If the public sector is able to come to fair terms, and when it is able to implement clear and consistent policies, and identify that skills and resources are not always required inhouse, then perhaps more public-private partnerships will sustainably see the light of day and we can start tackling our debt crisis.

Debt is not the enemy

Although our debt-to-GDP ratio was the theme of the day, we must remember that debt is not the enemy here. Frivolous and wasteful spending is the true enemy of fiscal sustainability.

Investing a further R10.5 billion into SAA, regardless of whether the money comes from government coffers, has in the past become the definition of frivolous spending. When we invest, we are investing in something with a solid business plan that is supposed to deliver returns that will not only repay the debt over a defined period but produce a real return into the economy.

SAA may just be the true indicator of our government’s commitment to change and its penchant to going it alone without executing with industry specialist partners. Otherwise, why would they renege on their promise of no further funding to get debt under control, especially at such a crucial time?

Not all doom and gloom

The economic journey ahead is fraught with risk but we are a nation built on hope so there is still light at the end of this narrow pathway that we are required to walk together.

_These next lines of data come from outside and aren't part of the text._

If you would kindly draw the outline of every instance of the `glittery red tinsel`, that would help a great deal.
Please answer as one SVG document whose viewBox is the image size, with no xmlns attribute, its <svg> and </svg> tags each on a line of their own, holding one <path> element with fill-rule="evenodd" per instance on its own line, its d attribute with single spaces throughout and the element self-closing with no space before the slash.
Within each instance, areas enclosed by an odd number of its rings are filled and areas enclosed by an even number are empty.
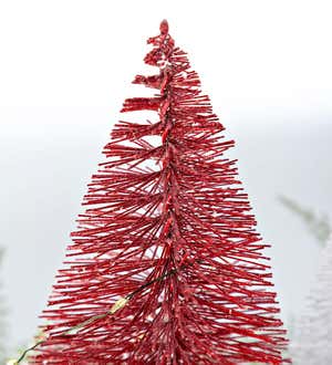
<svg viewBox="0 0 332 365">
<path fill-rule="evenodd" d="M 134 83 L 158 93 L 126 100 L 122 112 L 157 119 L 115 125 L 43 312 L 48 340 L 30 362 L 281 364 L 287 342 L 266 244 L 224 156 L 234 142 L 222 139 L 166 21 L 148 43 L 145 62 L 158 74 Z M 114 314 L 63 333 L 128 294 Z"/>
</svg>

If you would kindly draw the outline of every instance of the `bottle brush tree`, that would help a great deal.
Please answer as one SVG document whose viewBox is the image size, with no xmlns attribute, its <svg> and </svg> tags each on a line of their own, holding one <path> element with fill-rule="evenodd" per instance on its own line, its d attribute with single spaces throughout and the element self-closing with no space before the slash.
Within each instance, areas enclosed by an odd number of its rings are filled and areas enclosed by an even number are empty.
<svg viewBox="0 0 332 365">
<path fill-rule="evenodd" d="M 281 364 L 267 244 L 225 156 L 234 142 L 166 21 L 148 43 L 157 72 L 133 83 L 155 94 L 124 102 L 31 364 Z"/>
</svg>

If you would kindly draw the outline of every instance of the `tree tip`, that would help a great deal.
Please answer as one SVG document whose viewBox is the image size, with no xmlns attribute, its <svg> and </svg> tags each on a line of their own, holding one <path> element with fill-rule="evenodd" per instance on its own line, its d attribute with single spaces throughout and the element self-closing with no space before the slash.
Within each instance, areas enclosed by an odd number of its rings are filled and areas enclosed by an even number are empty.
<svg viewBox="0 0 332 365">
<path fill-rule="evenodd" d="M 160 22 L 160 33 L 162 34 L 167 34 L 168 33 L 168 22 L 166 19 L 164 19 L 162 22 Z"/>
</svg>

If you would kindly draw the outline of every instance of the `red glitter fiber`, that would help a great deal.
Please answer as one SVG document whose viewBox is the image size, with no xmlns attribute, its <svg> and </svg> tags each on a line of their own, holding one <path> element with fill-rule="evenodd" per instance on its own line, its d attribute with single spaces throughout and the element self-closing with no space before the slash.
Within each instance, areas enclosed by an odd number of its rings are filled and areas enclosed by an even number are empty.
<svg viewBox="0 0 332 365">
<path fill-rule="evenodd" d="M 30 362 L 281 364 L 267 244 L 224 156 L 234 142 L 167 21 L 148 43 L 158 74 L 134 83 L 158 93 L 127 98 L 122 112 L 156 121 L 115 125 Z"/>
</svg>

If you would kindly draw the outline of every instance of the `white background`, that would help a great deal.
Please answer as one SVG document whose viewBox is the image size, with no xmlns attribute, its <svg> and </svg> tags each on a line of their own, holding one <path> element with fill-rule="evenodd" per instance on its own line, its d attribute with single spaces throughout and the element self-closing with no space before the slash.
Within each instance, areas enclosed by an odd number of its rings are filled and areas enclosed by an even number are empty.
<svg viewBox="0 0 332 365">
<path fill-rule="evenodd" d="M 0 246 L 9 348 L 35 333 L 90 176 L 169 22 L 237 146 L 288 321 L 319 247 L 287 195 L 331 212 L 330 1 L 0 1 Z M 137 88 L 138 87 L 138 88 Z M 144 91 L 142 91 L 144 93 Z"/>
</svg>

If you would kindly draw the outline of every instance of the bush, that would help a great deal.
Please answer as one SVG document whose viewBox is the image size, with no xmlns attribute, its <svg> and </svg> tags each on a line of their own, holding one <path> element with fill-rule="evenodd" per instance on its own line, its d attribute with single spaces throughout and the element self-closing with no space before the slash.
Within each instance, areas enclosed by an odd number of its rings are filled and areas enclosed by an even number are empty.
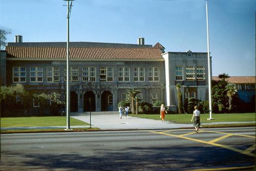
<svg viewBox="0 0 256 171">
<path fill-rule="evenodd" d="M 120 106 L 130 106 L 130 104 L 128 100 L 121 100 L 117 104 L 118 108 Z"/>
<path fill-rule="evenodd" d="M 146 102 L 141 102 L 139 104 L 139 113 L 145 114 L 152 113 L 153 111 L 153 106 L 152 104 Z"/>
</svg>

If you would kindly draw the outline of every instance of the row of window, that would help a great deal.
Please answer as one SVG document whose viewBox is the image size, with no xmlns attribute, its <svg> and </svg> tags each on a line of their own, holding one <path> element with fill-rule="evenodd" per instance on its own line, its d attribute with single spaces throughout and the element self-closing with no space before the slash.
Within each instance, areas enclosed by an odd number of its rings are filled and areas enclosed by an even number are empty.
<svg viewBox="0 0 256 171">
<path fill-rule="evenodd" d="M 158 100 L 157 93 L 152 93 L 152 104 L 155 103 L 157 102 Z M 139 102 L 141 102 L 142 100 L 142 93 L 139 93 L 136 95 L 136 96 L 139 100 Z M 126 93 L 122 93 L 122 99 L 123 100 L 126 100 L 128 99 L 128 97 Z"/>
<path fill-rule="evenodd" d="M 70 71 L 70 80 L 72 82 L 78 81 L 78 67 L 71 67 Z M 43 81 L 43 68 L 33 67 L 30 68 L 30 81 L 31 82 Z M 59 81 L 59 67 L 47 68 L 47 82 Z M 118 81 L 129 82 L 130 81 L 130 68 L 118 68 Z M 148 80 L 149 81 L 159 81 L 159 68 L 148 67 Z M 64 69 L 65 81 L 67 81 L 66 69 Z M 101 67 L 100 68 L 100 81 L 113 82 L 114 81 L 114 70 L 113 67 Z M 26 82 L 26 67 L 15 67 L 13 68 L 13 82 Z M 87 67 L 82 68 L 82 79 L 83 81 L 96 81 L 96 67 Z M 134 68 L 134 81 L 145 81 L 145 68 Z"/>
<path fill-rule="evenodd" d="M 186 80 L 204 80 L 205 79 L 205 69 L 204 67 L 200 66 L 195 68 L 194 66 L 186 67 Z M 183 80 L 183 67 L 176 66 L 176 80 Z"/>
<path fill-rule="evenodd" d="M 255 90 L 254 84 L 237 84 L 238 90 Z"/>
</svg>

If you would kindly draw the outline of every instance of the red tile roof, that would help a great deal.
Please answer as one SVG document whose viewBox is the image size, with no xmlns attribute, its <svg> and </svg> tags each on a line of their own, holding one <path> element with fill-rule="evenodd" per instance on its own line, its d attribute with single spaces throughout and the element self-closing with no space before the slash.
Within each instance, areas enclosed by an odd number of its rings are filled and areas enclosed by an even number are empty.
<svg viewBox="0 0 256 171">
<path fill-rule="evenodd" d="M 8 57 L 30 58 L 66 58 L 66 48 L 7 46 Z M 162 52 L 155 48 L 70 48 L 71 59 L 163 59 Z"/>
<path fill-rule="evenodd" d="M 213 76 L 212 80 L 218 81 L 221 79 L 218 76 Z M 229 78 L 225 79 L 225 80 L 230 83 L 255 83 L 255 76 L 230 76 Z"/>
</svg>

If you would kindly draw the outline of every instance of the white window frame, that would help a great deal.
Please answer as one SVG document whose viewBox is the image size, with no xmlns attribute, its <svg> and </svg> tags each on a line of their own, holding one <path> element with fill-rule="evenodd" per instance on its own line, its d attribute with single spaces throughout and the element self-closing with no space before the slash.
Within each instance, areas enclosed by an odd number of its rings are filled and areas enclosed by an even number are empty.
<svg viewBox="0 0 256 171">
<path fill-rule="evenodd" d="M 16 69 L 16 70 L 15 70 Z M 22 69 L 24 69 L 24 70 L 22 71 Z M 17 75 L 17 76 L 15 76 Z M 24 67 L 13 67 L 12 68 L 12 82 L 26 82 L 26 69 Z M 17 81 L 14 80 L 17 79 Z M 23 79 L 25 80 L 22 80 Z"/>
<path fill-rule="evenodd" d="M 113 95 L 110 95 L 108 96 L 108 105 L 111 106 L 113 104 Z"/>
<path fill-rule="evenodd" d="M 183 67 L 176 66 L 175 79 L 177 81 L 183 80 Z"/>
<path fill-rule="evenodd" d="M 144 67 L 134 67 L 134 81 L 145 81 L 145 68 Z"/>
<path fill-rule="evenodd" d="M 205 80 L 205 69 L 203 66 L 197 67 L 197 79 L 198 80 Z"/>
<path fill-rule="evenodd" d="M 143 97 L 142 97 L 142 93 L 138 93 L 136 94 L 136 97 L 137 97 L 138 99 L 139 100 L 139 102 L 141 102 L 142 101 Z"/>
<path fill-rule="evenodd" d="M 96 81 L 96 68 L 94 67 L 84 67 L 82 68 L 82 81 Z"/>
<path fill-rule="evenodd" d="M 186 67 L 186 79 L 187 80 L 195 80 L 195 68 L 193 66 Z"/>
<path fill-rule="evenodd" d="M 128 98 L 127 97 L 127 93 L 122 93 L 121 94 L 121 96 L 122 96 L 122 99 L 123 100 L 126 100 L 128 99 Z"/>
<path fill-rule="evenodd" d="M 155 103 L 157 101 L 158 97 L 157 97 L 157 93 L 152 93 L 152 104 Z"/>
<path fill-rule="evenodd" d="M 118 68 L 118 81 L 130 81 L 130 67 Z"/>
<path fill-rule="evenodd" d="M 113 82 L 114 81 L 113 67 L 100 67 L 100 81 L 101 82 Z"/>
<path fill-rule="evenodd" d="M 159 81 L 159 67 L 148 67 L 148 81 L 158 82 Z"/>
<path fill-rule="evenodd" d="M 32 69 L 34 68 L 35 70 L 32 71 Z M 30 82 L 41 82 L 44 81 L 44 69 L 41 67 L 30 67 Z M 34 73 L 34 76 L 32 76 L 32 74 Z M 34 78 L 34 80 L 32 81 L 32 78 Z M 33 79 L 34 80 L 34 79 Z"/>
<path fill-rule="evenodd" d="M 48 67 L 47 70 L 47 82 L 59 81 L 59 67 Z"/>
<path fill-rule="evenodd" d="M 40 102 L 39 101 L 39 98 L 37 98 L 37 104 L 35 103 L 35 99 L 34 98 L 33 98 L 33 106 L 34 108 L 40 107 Z"/>
</svg>

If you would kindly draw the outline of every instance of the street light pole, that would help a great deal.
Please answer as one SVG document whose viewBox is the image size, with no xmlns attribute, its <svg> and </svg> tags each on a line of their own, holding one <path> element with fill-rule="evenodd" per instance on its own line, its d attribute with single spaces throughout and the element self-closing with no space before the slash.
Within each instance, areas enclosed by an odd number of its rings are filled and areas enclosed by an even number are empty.
<svg viewBox="0 0 256 171">
<path fill-rule="evenodd" d="M 210 44 L 209 38 L 209 26 L 208 22 L 208 5 L 207 0 L 206 0 L 206 26 L 207 26 L 207 56 L 208 56 L 208 94 L 209 94 L 209 110 L 210 113 L 209 118 L 207 120 L 213 119 L 211 117 L 211 60 L 210 57 Z"/>
<path fill-rule="evenodd" d="M 67 113 L 67 127 L 66 131 L 72 130 L 70 128 L 70 92 L 69 86 L 69 18 L 71 12 L 71 7 L 72 6 L 72 0 L 71 4 L 69 5 L 70 0 L 67 0 L 67 92 L 66 92 L 66 113 Z"/>
</svg>

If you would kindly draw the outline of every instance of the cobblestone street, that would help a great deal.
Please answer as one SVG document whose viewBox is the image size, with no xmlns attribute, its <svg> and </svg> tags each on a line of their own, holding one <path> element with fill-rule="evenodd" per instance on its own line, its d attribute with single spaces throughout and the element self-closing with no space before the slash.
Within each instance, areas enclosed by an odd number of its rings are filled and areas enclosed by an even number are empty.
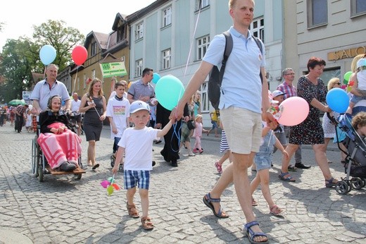
<svg viewBox="0 0 366 244">
<path fill-rule="evenodd" d="M 220 157 L 220 141 L 213 135 L 203 135 L 204 152 L 188 157 L 181 151 L 178 167 L 171 167 L 160 155 L 164 142 L 154 144 L 156 166 L 151 171 L 149 215 L 155 228 L 147 232 L 139 219 L 132 219 L 125 207 L 122 175 L 115 176 L 122 189 L 108 196 L 100 183 L 112 176 L 109 157 L 113 140 L 108 127 L 96 143 L 96 171 L 87 169 L 80 181 L 71 175 L 45 175 L 39 182 L 31 173 L 31 141 L 34 134 L 16 133 L 8 123 L 0 128 L 0 233 L 17 233 L 34 243 L 249 243 L 241 229 L 245 224 L 233 185 L 222 197 L 229 218 L 219 219 L 202 202 L 219 175 L 214 162 Z M 82 163 L 86 165 L 87 143 L 82 138 Z M 192 140 L 194 142 L 194 140 Z M 329 150 L 333 175 L 345 173 L 339 152 Z M 294 183 L 277 178 L 280 157 L 274 155 L 270 188 L 277 205 L 286 209 L 283 216 L 270 211 L 260 190 L 253 211 L 261 228 L 272 243 L 365 243 L 366 193 L 365 188 L 339 195 L 326 188 L 315 163 L 313 150 L 303 150 L 304 164 L 311 169 L 291 174 Z M 228 162 L 225 162 L 224 166 Z M 254 172 L 249 169 L 252 179 Z M 141 212 L 139 196 L 135 203 Z M 2 231 L 2 232 L 1 232 Z M 0 235 L 0 243 L 5 243 Z M 21 243 L 22 242 L 18 242 Z"/>
</svg>

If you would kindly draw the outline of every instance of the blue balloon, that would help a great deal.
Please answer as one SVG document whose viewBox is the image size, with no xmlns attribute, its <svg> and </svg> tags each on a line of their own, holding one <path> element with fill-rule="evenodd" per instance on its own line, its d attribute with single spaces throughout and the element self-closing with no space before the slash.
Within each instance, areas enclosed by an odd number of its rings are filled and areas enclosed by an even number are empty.
<svg viewBox="0 0 366 244">
<path fill-rule="evenodd" d="M 160 78 L 155 87 L 155 94 L 158 102 L 168 110 L 172 110 L 178 104 L 183 93 L 183 84 L 179 79 L 171 75 Z"/>
<path fill-rule="evenodd" d="M 45 66 L 50 64 L 56 59 L 56 49 L 51 45 L 44 45 L 39 50 L 39 58 Z"/>
<path fill-rule="evenodd" d="M 156 84 L 158 83 L 158 81 L 160 78 L 160 75 L 157 73 L 154 73 L 153 75 L 153 83 Z"/>
<path fill-rule="evenodd" d="M 347 93 L 341 88 L 333 88 L 327 94 L 327 104 L 335 112 L 343 114 L 350 104 Z"/>
</svg>

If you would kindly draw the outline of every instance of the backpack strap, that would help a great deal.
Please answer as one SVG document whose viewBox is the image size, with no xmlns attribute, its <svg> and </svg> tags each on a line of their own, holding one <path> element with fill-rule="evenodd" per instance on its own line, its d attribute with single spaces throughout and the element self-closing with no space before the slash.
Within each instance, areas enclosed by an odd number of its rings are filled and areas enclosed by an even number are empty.
<svg viewBox="0 0 366 244">
<path fill-rule="evenodd" d="M 229 59 L 229 56 L 230 56 L 230 54 L 232 50 L 232 46 L 233 46 L 233 40 L 232 35 L 229 31 L 225 31 L 222 32 L 224 36 L 225 37 L 225 49 L 224 51 L 224 59 L 222 59 L 222 62 L 221 63 L 221 68 L 220 69 L 220 85 L 221 86 L 221 83 L 222 83 L 222 78 L 224 77 L 224 72 L 225 72 L 225 66 L 226 66 L 226 61 L 227 61 L 227 59 Z"/>
<path fill-rule="evenodd" d="M 260 50 L 260 53 L 262 55 L 263 55 L 263 47 L 262 47 L 262 44 L 260 43 L 260 41 L 258 37 L 255 37 L 255 36 L 252 35 L 252 37 L 255 41 L 255 43 L 257 44 L 257 46 L 258 46 L 259 49 Z M 262 84 L 263 83 L 263 77 L 262 76 L 262 72 L 260 72 L 260 68 L 259 69 L 259 77 L 260 77 L 260 81 L 262 81 Z"/>
</svg>

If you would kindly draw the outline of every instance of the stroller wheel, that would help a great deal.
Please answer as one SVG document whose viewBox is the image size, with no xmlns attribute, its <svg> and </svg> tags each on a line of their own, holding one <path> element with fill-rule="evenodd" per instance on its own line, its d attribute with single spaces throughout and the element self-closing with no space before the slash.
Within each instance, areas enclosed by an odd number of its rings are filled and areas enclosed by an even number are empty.
<svg viewBox="0 0 366 244">
<path fill-rule="evenodd" d="M 339 194 L 346 194 L 351 190 L 351 187 L 346 181 L 338 181 L 336 183 L 336 190 Z"/>
<path fill-rule="evenodd" d="M 360 190 L 363 187 L 364 181 L 358 177 L 353 178 L 351 182 L 353 188 L 356 190 Z"/>
</svg>

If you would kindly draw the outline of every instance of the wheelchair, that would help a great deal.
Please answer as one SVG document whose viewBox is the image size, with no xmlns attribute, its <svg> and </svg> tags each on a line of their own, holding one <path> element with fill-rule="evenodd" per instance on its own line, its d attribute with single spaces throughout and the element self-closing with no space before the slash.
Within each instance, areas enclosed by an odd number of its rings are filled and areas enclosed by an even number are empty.
<svg viewBox="0 0 366 244">
<path fill-rule="evenodd" d="M 38 128 L 37 132 L 39 133 L 39 128 Z M 32 173 L 38 178 L 39 182 L 44 181 L 46 174 L 53 176 L 73 174 L 76 180 L 82 178 L 82 174 L 85 173 L 86 171 L 82 169 L 81 155 L 77 159 L 79 167 L 72 171 L 67 172 L 52 169 L 47 163 L 47 160 L 37 142 L 37 139 L 38 135 L 35 135 L 34 138 L 32 140 Z"/>
</svg>

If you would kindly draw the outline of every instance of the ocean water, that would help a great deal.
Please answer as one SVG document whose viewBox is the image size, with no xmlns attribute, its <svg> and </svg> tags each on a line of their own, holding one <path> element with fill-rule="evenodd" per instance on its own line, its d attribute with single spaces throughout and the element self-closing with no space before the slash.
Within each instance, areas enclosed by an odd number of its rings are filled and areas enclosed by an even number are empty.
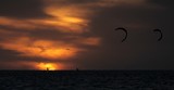
<svg viewBox="0 0 174 90">
<path fill-rule="evenodd" d="M 174 70 L 1 70 L 0 90 L 174 90 Z"/>
</svg>

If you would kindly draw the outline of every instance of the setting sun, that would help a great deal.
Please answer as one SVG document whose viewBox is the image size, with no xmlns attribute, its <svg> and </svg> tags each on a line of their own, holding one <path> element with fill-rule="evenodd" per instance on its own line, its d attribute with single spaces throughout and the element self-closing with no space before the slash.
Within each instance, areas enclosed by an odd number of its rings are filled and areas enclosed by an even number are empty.
<svg viewBox="0 0 174 90">
<path fill-rule="evenodd" d="M 40 63 L 40 64 L 38 64 L 37 67 L 40 70 L 47 70 L 47 69 L 49 69 L 49 70 L 55 70 L 55 69 L 59 69 L 58 65 L 57 64 L 52 64 L 52 63 Z"/>
</svg>

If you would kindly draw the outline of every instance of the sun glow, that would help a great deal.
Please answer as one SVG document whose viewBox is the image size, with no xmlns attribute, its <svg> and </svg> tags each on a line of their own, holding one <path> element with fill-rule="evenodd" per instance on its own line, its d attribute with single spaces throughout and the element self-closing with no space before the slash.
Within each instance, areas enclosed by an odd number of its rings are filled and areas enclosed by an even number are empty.
<svg viewBox="0 0 174 90">
<path fill-rule="evenodd" d="M 38 69 L 40 70 L 57 70 L 59 69 L 57 64 L 53 63 L 40 63 L 37 65 Z"/>
</svg>

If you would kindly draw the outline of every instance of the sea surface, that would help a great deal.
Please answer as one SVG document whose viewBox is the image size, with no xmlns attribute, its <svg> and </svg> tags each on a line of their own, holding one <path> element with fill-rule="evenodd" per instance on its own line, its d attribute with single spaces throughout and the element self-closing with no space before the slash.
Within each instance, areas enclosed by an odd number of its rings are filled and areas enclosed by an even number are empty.
<svg viewBox="0 0 174 90">
<path fill-rule="evenodd" d="M 0 70 L 0 90 L 174 90 L 174 70 Z"/>
</svg>

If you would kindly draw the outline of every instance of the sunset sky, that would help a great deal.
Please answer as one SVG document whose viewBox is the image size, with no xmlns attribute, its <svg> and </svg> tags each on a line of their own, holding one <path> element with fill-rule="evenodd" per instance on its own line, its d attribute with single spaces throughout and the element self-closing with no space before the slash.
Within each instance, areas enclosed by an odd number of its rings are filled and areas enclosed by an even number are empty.
<svg viewBox="0 0 174 90">
<path fill-rule="evenodd" d="M 173 24 L 172 0 L 0 0 L 0 69 L 174 69 Z"/>
</svg>

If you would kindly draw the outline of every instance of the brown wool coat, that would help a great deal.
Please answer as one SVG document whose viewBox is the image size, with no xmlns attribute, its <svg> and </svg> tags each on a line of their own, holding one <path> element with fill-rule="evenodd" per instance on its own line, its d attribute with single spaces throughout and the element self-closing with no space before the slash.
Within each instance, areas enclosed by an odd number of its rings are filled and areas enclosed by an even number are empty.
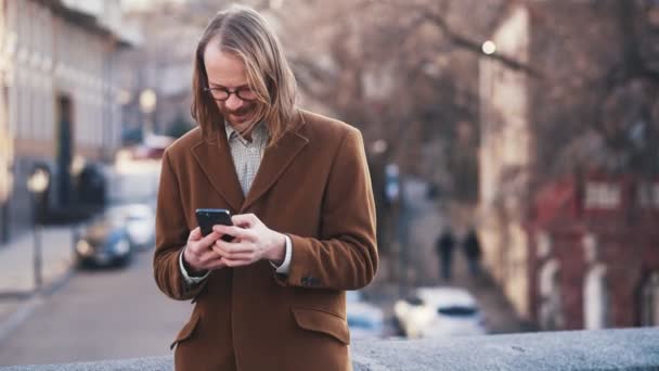
<svg viewBox="0 0 659 371">
<path fill-rule="evenodd" d="M 215 270 L 186 291 L 179 254 L 204 207 L 253 213 L 288 234 L 289 274 L 261 260 Z M 359 130 L 300 112 L 266 151 L 246 197 L 224 130 L 210 140 L 196 128 L 165 152 L 154 276 L 169 297 L 196 303 L 172 344 L 177 370 L 351 370 L 345 291 L 369 284 L 376 269 L 375 205 Z"/>
</svg>

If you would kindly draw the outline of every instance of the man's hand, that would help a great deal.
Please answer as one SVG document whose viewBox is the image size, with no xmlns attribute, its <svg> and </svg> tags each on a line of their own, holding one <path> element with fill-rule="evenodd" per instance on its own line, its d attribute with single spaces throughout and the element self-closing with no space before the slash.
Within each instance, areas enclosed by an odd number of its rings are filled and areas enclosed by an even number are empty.
<svg viewBox="0 0 659 371">
<path fill-rule="evenodd" d="M 216 231 L 203 236 L 199 227 L 190 232 L 188 245 L 183 252 L 183 263 L 189 266 L 192 276 L 202 276 L 206 270 L 225 267 L 222 257 L 216 253 L 211 246 L 222 236 Z"/>
<path fill-rule="evenodd" d="M 215 226 L 215 233 L 231 234 L 231 242 L 217 240 L 212 250 L 222 257 L 228 267 L 248 266 L 261 259 L 268 259 L 275 265 L 284 261 L 286 253 L 286 236 L 275 232 L 254 214 L 234 215 L 233 226 Z"/>
</svg>

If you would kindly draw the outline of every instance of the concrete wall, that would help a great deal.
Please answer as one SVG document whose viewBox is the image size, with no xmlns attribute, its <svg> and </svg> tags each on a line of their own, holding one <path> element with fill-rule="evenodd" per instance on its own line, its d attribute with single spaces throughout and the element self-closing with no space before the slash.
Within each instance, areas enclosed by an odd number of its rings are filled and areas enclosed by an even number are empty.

While, admittedly, there is a lot of risk, particularly on the upside, there are people and entities out there willing to take it on, but Minister Mboweni and Cabinet need to meet them halfway.

It’s not going to be easy and is going to take hard work, but through consistent policy and a change in the prioritisation and alignment of outcomes, we can still become the economic hub we were always destined to be. We CAN grow an African continent and lead the continental economy, but will only do so in a transparent fashion that is mutually beneficial to all parties.

To President Ramaphosa and Minister Mboweni – South Africa is behind this clear and decisive plan and I have no doubt that we will step up when our numbers are called. But please know that you do have support to take the first steps.